Here's what I think we need for the Account Server:

I have more thoughts about the use case of BYO-users, but let's clarify this issue to be only about the other and discuss that separately.

BigBlueHat commented 9 years ago

:+1: to keeping this focused on the Hypothes.is user + "other" application use-case.

I'm making issues for each of those bullet points (on h), and connecting them here. Hope that's helpful.

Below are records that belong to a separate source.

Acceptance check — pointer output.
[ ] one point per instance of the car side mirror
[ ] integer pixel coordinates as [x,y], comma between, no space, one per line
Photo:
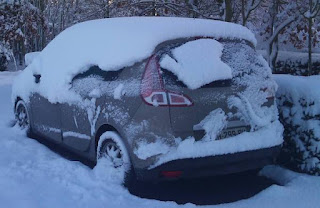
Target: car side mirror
[37,78]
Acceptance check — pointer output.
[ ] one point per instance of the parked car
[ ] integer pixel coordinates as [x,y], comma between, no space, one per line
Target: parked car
[146,115]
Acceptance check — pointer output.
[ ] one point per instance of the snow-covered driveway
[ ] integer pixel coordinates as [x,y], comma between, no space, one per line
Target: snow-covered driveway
[31,175]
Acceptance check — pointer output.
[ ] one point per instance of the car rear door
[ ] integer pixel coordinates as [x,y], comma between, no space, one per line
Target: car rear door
[78,119]
[46,118]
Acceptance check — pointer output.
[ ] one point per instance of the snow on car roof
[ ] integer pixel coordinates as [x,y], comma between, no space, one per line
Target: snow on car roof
[113,44]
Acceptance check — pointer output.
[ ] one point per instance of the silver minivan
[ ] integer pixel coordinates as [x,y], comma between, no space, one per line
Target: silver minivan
[144,102]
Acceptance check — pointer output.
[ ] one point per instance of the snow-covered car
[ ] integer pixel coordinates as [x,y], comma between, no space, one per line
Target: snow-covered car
[164,97]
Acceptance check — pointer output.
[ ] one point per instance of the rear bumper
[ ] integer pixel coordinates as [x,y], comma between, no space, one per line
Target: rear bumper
[213,165]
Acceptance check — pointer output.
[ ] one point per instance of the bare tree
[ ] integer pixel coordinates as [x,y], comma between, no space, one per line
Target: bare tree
[247,7]
[309,12]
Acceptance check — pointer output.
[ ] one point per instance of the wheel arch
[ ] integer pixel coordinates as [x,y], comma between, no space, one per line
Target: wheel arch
[103,128]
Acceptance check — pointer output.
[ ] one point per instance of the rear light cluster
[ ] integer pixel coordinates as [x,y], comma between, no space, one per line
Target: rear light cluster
[153,91]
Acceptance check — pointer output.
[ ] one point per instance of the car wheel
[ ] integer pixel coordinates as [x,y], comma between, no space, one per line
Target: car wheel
[22,115]
[112,147]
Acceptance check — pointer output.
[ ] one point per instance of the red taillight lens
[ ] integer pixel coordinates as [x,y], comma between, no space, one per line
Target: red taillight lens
[270,93]
[152,88]
[171,174]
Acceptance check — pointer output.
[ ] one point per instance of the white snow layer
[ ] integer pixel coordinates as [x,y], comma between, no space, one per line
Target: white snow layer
[265,137]
[29,57]
[34,176]
[197,63]
[111,44]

judell commented 9 years ago

A lot of moving parts, all needed in the long run. Shorter-term, can we provide early-adopters/tirekickers with long-lived tokens they can pass on the URL-line, to make experimentation frictionless?

tilgovi commented 9 years ago

I don't think any part of this is actually that complicated and the groundwork is there. If we want to do it let's just talk next week about the cost.

judell commented 9 years ago

OK. To be clear I'm looking for a way to simplify experimentation with the API. Even just name+pw over https as a starter. It's early days and we need a low activation threshold to ensure interested devs can tirekick and give feedback.

BigBlueHat commented 9 years ago

:+1: for HTTP Basic Auth over https...for now.

In the past we've run up against the "but we're gonna change the API...so don't tell people to use it." Let's just declare it as "experimental" / "highly subject to change" (in a blog post, etc), and work harder (/me volunteers) to craft a more dependable API deliverable (alongside our W3C work) to get this ready for production consumption.

Sound like a plan? :smiley:

My personal user story:

As a developer advocate, I want stuff to give to developers, so that they can develop.